Tanto Vanoni quanto Fabiane concordaram que é possível uma diminuição dos casos de violência doméstica por meio de ações de prevenção, mas destacaram que é necessária a adoção de políticas públicas, que precisam, obrigatoriamente, de orçamento. Para Vanoni, podem ser feitas uma série de ações, tanto de publicidade como de esclarecimento da lei e das penas. “Acredito que essa é uma situação que precisa mudar certa cultura, do machismo, de o homem se prevalecer da mulher. É essencialmente uma questão interdisciplinar”, ponderou Vanoni.
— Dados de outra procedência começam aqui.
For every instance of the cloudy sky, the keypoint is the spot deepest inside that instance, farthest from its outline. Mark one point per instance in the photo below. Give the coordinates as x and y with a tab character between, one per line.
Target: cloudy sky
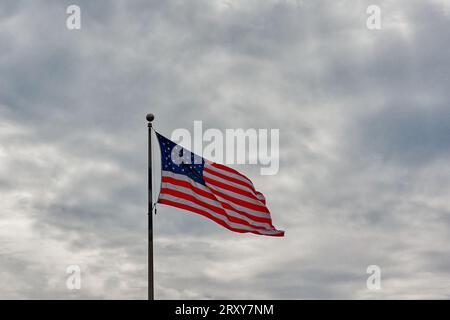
364	119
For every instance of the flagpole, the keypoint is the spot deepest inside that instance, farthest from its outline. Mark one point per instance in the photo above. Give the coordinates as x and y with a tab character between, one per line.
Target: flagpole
150	118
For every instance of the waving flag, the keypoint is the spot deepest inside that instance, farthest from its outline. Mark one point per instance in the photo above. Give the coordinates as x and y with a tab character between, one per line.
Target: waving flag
215	191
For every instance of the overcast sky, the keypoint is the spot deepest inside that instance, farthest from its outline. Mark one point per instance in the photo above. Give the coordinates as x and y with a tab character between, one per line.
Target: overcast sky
364	119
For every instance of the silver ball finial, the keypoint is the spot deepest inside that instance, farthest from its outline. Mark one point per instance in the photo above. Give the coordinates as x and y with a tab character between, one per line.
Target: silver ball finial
150	117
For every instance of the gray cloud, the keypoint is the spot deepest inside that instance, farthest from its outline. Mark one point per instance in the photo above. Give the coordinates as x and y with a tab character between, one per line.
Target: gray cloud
363	162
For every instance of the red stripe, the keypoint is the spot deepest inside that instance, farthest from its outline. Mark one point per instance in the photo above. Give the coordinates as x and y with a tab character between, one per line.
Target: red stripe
240	202
220	175
230	188
211	196
217	210
206	214
221	166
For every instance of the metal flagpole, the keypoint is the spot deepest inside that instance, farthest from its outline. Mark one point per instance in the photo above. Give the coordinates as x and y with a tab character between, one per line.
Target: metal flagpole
150	118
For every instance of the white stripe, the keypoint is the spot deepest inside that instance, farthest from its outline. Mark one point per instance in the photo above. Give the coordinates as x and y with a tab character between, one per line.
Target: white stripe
207	200
233	184
216	215
218	205
230	174
230	193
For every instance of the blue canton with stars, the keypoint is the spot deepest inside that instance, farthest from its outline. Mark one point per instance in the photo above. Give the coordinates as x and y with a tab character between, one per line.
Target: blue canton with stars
184	160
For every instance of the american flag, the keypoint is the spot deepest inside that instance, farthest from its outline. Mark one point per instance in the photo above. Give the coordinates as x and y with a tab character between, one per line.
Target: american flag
212	190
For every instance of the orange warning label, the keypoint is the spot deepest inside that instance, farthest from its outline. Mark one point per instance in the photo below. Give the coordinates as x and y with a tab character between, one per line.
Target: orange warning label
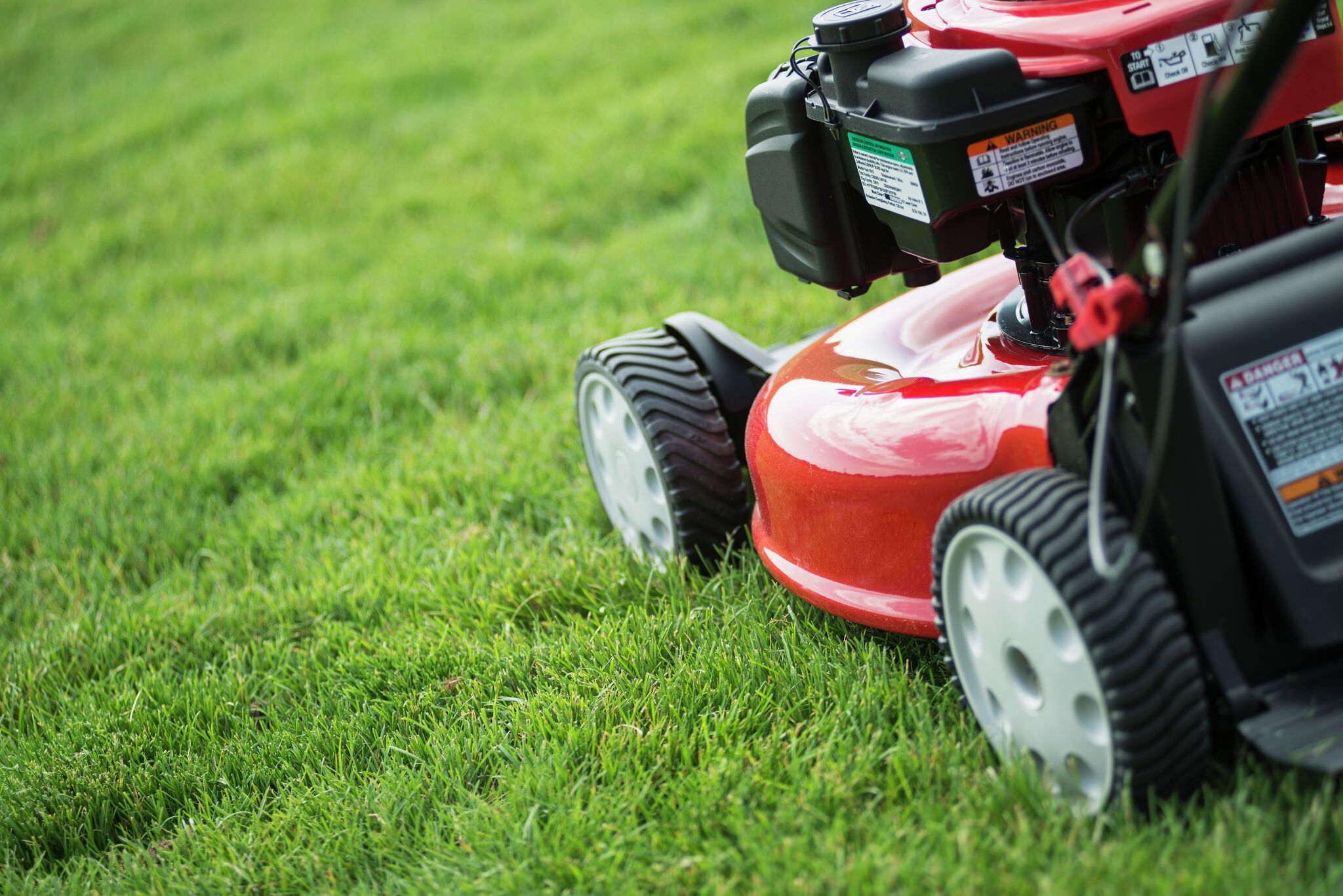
1030	132
1311	484
1024	156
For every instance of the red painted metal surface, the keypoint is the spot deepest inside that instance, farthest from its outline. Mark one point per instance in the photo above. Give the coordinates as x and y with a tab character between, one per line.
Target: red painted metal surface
858	444
1053	38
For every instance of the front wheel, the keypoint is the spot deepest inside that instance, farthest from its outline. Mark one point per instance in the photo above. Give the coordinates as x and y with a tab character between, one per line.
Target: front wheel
1098	682
658	448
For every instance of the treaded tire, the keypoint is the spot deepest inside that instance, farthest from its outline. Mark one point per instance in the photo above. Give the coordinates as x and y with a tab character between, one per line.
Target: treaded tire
679	417
1131	628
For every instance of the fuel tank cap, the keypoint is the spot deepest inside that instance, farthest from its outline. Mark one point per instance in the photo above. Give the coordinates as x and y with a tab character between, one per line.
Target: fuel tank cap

No caso de Taquara, o que potencializa a violência doméstica, segundo Fabiane, é o uso de drogas e o alcoolismo em grande parte dos casos. A promotora e o juiz ainda ressaltaram que a desistência da vítima, que não dá sequência aos processos, também é um problema enfrentado pela Justiça. “A gente sempre tenta pesquisar para saber o motivo da desistência, que é bem comum. É preciso verificar se as desistências foram de forma livre, se realmente a coisa estava calma. Procuramos o contato para ver a situação atual, embora nem sempre seja possível, pois as vítimas mudam de telefone, de cidade ou de endereço e não nos comunicam”, explicou Fabiane. A promotora e o juiz Vanoni finalizaram ressaltando que se preocupam bastante com a efetividade das medidas para frear estes casos, defendendo políticas de conscientização e esclarecimento das mulheres em relação aos seus direitos. “A mulher não pode ser submetida à ditadura dos homens. É inadmissível que ainda hoje exista qualquer tipo de desrespeito”, reforçou Vanoni.